In an `n*n`

grid, there is a snake that spans 2 cells and starts moving from the top left corner at `(0, 0)`

and `(0, 1)`

. The grid has empty cells represented by zeros and blocked cells represented by ones. The snake wants to reach the lower right corner at `(n-1, n-2)`

and `(n-1, n-1)`

.

In one move the snake can:

- Move one cell to the right if there are no blocked cells there. This move keeps the horizontal/vertical position of the snake as it is.
- Move down one cell if there are no blocked cells there. This move keeps the horizontal/vertical position of the snake as it is.
- Rotate clockwise if it’s in a horizontal position and the two cells under it are both empty.
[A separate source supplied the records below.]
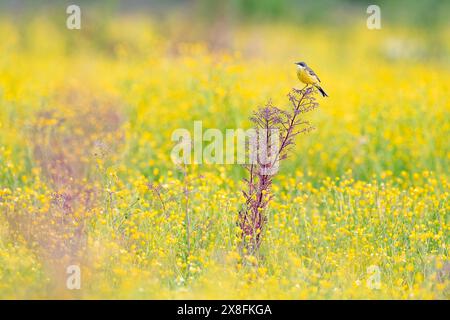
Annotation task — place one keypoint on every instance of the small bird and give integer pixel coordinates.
(307, 76)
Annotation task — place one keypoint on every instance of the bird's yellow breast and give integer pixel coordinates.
(305, 77)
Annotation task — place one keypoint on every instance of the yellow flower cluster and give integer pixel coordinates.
(360, 210)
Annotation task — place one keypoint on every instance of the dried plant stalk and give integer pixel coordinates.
(275, 130)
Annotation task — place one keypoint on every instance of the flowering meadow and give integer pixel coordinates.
(360, 208)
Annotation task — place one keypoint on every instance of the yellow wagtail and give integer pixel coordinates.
(308, 77)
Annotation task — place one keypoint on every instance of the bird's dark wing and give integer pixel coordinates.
(312, 73)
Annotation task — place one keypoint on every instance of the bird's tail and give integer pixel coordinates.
(324, 94)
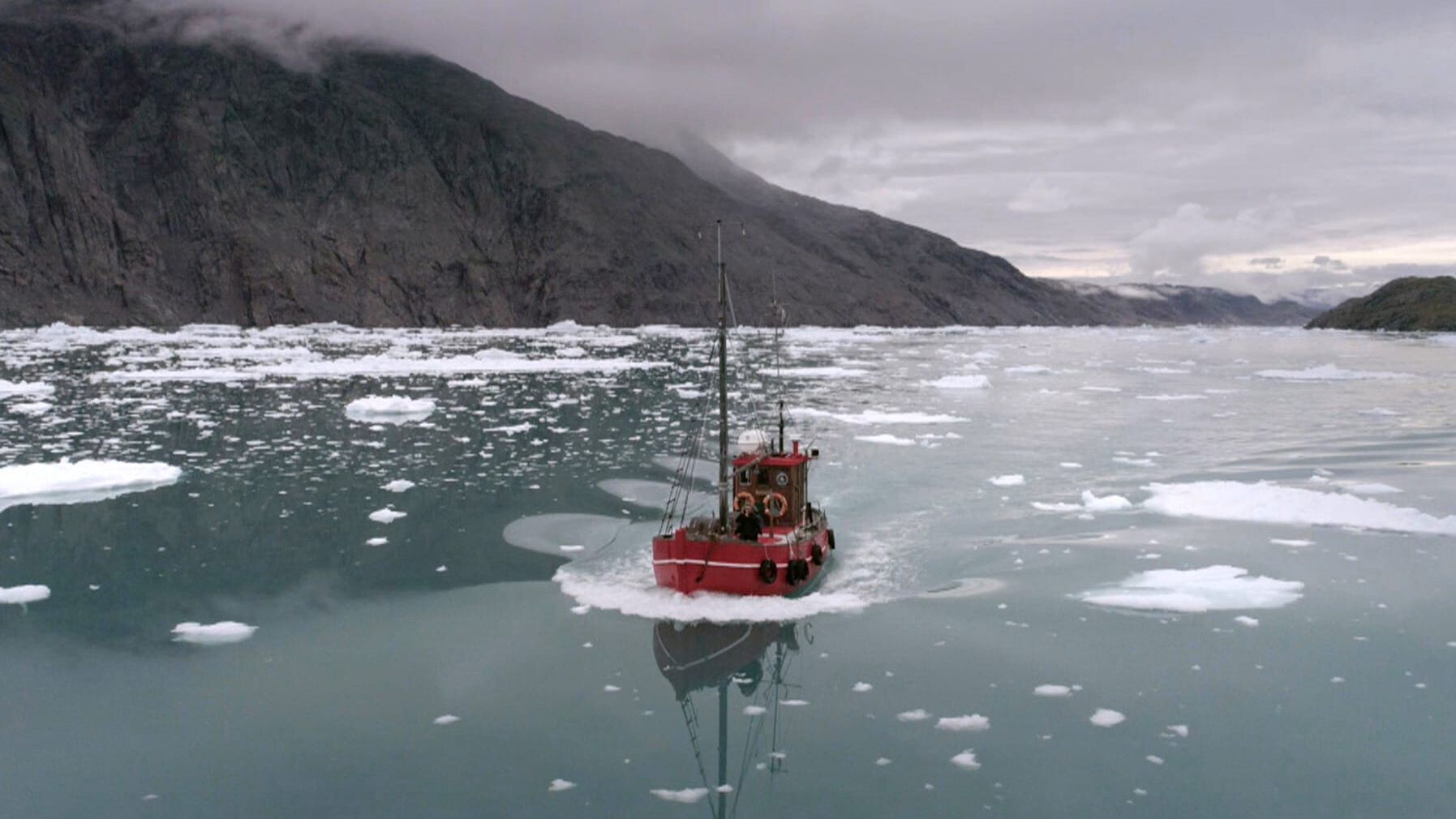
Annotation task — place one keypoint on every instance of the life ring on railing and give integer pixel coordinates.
(767, 571)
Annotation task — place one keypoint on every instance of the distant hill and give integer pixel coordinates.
(1413, 303)
(144, 179)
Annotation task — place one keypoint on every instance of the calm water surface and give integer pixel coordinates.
(516, 593)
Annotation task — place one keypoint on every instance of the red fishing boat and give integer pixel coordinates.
(767, 537)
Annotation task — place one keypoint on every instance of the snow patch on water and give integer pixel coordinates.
(22, 595)
(80, 482)
(1267, 504)
(969, 381)
(1329, 373)
(214, 633)
(1213, 588)
(389, 409)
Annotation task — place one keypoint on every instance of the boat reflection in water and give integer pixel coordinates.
(749, 658)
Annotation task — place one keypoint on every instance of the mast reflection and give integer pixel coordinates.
(749, 658)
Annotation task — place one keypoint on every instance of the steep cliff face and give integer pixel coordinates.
(1411, 303)
(152, 181)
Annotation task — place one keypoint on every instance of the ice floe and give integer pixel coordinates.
(389, 409)
(886, 438)
(386, 515)
(1269, 504)
(31, 388)
(22, 595)
(213, 633)
(965, 722)
(80, 482)
(1212, 588)
(967, 761)
(686, 796)
(967, 381)
(1329, 373)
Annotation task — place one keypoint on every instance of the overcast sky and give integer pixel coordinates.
(1256, 144)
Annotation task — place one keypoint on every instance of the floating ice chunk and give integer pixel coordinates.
(1059, 507)
(973, 722)
(32, 388)
(886, 438)
(34, 409)
(686, 796)
(880, 416)
(1267, 504)
(386, 515)
(80, 482)
(1174, 397)
(1106, 504)
(969, 381)
(1373, 487)
(389, 409)
(1213, 588)
(822, 373)
(213, 635)
(965, 760)
(22, 595)
(1329, 373)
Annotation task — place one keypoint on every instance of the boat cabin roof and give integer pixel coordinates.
(776, 460)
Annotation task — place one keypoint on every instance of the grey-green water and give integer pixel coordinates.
(1334, 700)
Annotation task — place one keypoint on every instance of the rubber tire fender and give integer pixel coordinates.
(767, 571)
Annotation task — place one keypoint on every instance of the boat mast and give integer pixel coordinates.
(723, 383)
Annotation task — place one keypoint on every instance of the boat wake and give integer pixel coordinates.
(866, 571)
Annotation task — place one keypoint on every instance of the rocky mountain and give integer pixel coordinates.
(1411, 303)
(155, 179)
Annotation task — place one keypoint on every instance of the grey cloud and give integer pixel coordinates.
(1069, 135)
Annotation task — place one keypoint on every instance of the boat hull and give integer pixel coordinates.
(689, 564)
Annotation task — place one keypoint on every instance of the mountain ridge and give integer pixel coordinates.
(152, 181)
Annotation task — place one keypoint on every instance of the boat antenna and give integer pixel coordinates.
(723, 383)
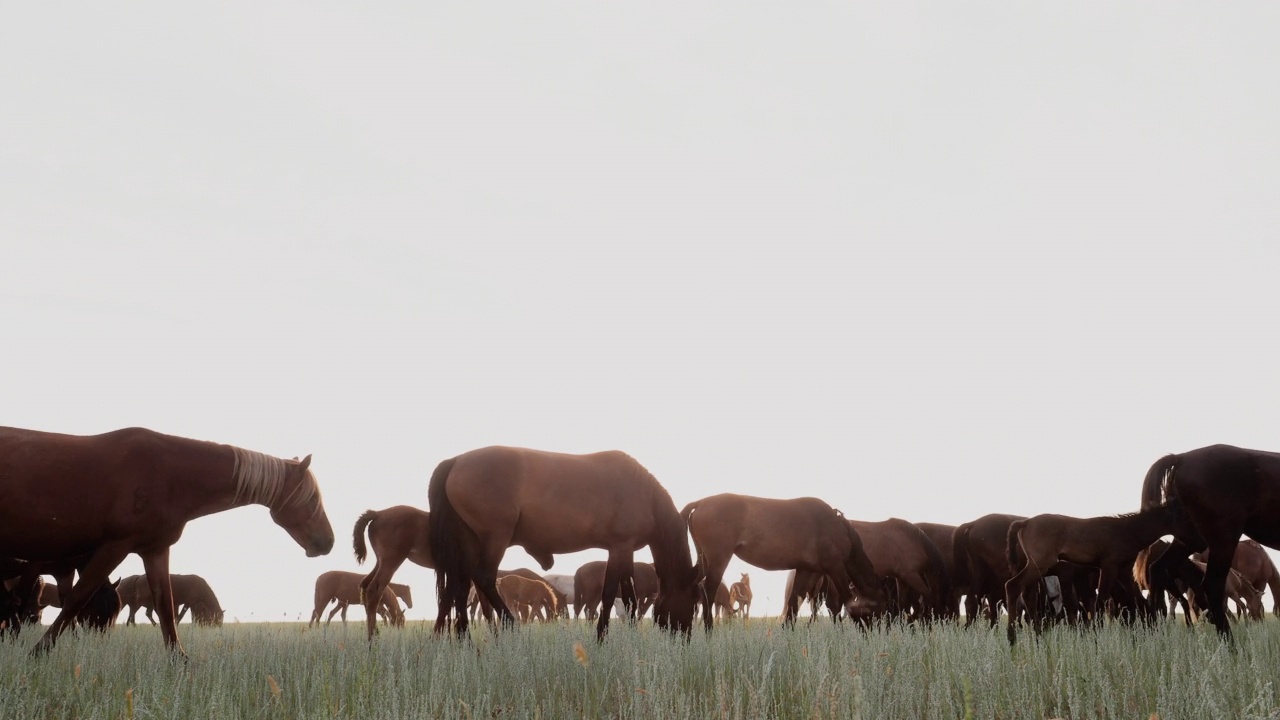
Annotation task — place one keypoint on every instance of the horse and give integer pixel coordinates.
(1217, 493)
(528, 597)
(780, 534)
(901, 551)
(740, 596)
(396, 533)
(343, 588)
(981, 560)
(1255, 565)
(1109, 543)
(941, 537)
(97, 499)
(488, 500)
(589, 586)
(190, 593)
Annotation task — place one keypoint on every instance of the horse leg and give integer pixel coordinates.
(92, 574)
(1215, 582)
(156, 566)
(617, 572)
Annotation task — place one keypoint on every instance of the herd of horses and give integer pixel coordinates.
(88, 501)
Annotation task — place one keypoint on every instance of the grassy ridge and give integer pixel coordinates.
(753, 670)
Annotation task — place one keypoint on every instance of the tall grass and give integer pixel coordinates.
(741, 670)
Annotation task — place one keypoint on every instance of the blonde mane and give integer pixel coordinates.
(260, 479)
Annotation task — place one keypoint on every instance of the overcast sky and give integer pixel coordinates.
(920, 260)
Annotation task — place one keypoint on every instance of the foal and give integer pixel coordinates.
(1109, 543)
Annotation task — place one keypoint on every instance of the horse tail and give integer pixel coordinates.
(446, 531)
(1011, 548)
(689, 510)
(960, 557)
(357, 538)
(1157, 487)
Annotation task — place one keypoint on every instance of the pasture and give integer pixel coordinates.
(741, 670)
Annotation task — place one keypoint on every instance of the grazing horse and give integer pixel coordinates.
(528, 597)
(343, 588)
(780, 534)
(901, 551)
(1257, 569)
(190, 593)
(488, 500)
(396, 534)
(740, 596)
(97, 499)
(981, 560)
(1109, 543)
(589, 587)
(941, 537)
(1219, 493)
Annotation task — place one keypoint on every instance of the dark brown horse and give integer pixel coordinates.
(1255, 565)
(344, 588)
(780, 534)
(396, 534)
(981, 560)
(740, 596)
(190, 593)
(589, 588)
(1109, 543)
(490, 499)
(901, 551)
(97, 499)
(1219, 493)
(941, 537)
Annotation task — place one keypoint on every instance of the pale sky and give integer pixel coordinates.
(922, 260)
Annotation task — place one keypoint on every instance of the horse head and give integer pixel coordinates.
(300, 510)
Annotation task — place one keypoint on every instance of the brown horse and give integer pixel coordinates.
(1219, 492)
(981, 560)
(396, 534)
(780, 534)
(1109, 543)
(490, 499)
(190, 593)
(941, 537)
(1255, 565)
(343, 588)
(529, 598)
(96, 499)
(589, 588)
(740, 596)
(903, 552)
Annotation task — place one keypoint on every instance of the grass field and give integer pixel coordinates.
(743, 670)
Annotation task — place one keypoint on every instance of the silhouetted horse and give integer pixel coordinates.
(397, 533)
(901, 551)
(1217, 493)
(1109, 543)
(981, 559)
(343, 588)
(490, 499)
(530, 598)
(1255, 565)
(589, 587)
(190, 593)
(780, 534)
(133, 491)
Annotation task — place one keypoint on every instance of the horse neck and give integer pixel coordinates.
(1148, 525)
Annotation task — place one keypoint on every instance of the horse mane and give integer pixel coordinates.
(260, 479)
In that case the snake moves from
`(r, c)`

and`(r, c+1)`

to`(r, c)`

and`(r+1, c)`

. - Rotate counterclockwise if it’s in a vertical position and the two cells to its right are both empty. In that case the snake moves from
`(r, c)`

and`(r+1, c)`

to`(r, c)`

and`(r, c+1)`

.

Return the minimum number of moves to reach the target.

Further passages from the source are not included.